Desde ECG señalan que muchos operadores están registrando pérdidas importantes y “no podrán invertir” en una mayor capacidad cuando los volúmenes vuelvan a la normalidad. De hecho, es posible que las tarifas predeterminadas en los contratos a largo plazo ya “no sean financieramente viables” con aumentos tan rápidos en los costos operativos. También enfrentan las dificultades para retener a los conductores de los camiones de transporte de vehículos, que buscan su sustento en otros campos y que “será difícil que regresen” cuando la situación se normalice.

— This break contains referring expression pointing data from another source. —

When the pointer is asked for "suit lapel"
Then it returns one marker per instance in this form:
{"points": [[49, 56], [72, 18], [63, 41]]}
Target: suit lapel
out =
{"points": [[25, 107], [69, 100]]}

La ECG pide mayor compromiso a los OEM de la automoción

Agravio comparativo

El director ejecutivo de ECG, Mike Sturgeon, señala que “es un hecho que el sector de la logística de salida de producto terminado se trata de manera completamente diferente a los proveedores en la logística de acopio de componentes”. Durante años, los principales productores de vehículos (OEM) “se han aprovechado de sus proveedores de logística de vehículos terminados” con volúmenes de licitación sobredimensionados, sin garantizar volúmenes y esperando que los operadores pudieran absorber las fluctuaciones del mercado.

Esta situación supone un agravio comparativo con los proveedores de acopio de materias primas, “trabajando con espíritu de colaboración”, mientras se presiona a los transportistas de producto terminado.

A corto plazo, la viabilidad de los transportistas corre un riesgo significativo, mientras que, a medio plazo, la industria se verá incapaz de responder a la eventual recuperación del volumen o de invertir en la descarbonización y los otros desafíos a los que se enfrenta la industria.

Entre los miembros de la asociación se encuentran varios puertos españoles (Barcelona, Tarragoma y Santander) y europeos (Haropa, Zeebrugge, Normadía o Nanges- St. Nazaire) así como operadores nacionales e internacionales como Bergé, DB, DFDS, Finnlines, Grupo Suardíaz, Transfesa, Neptune, UECC o WWO, entre otros.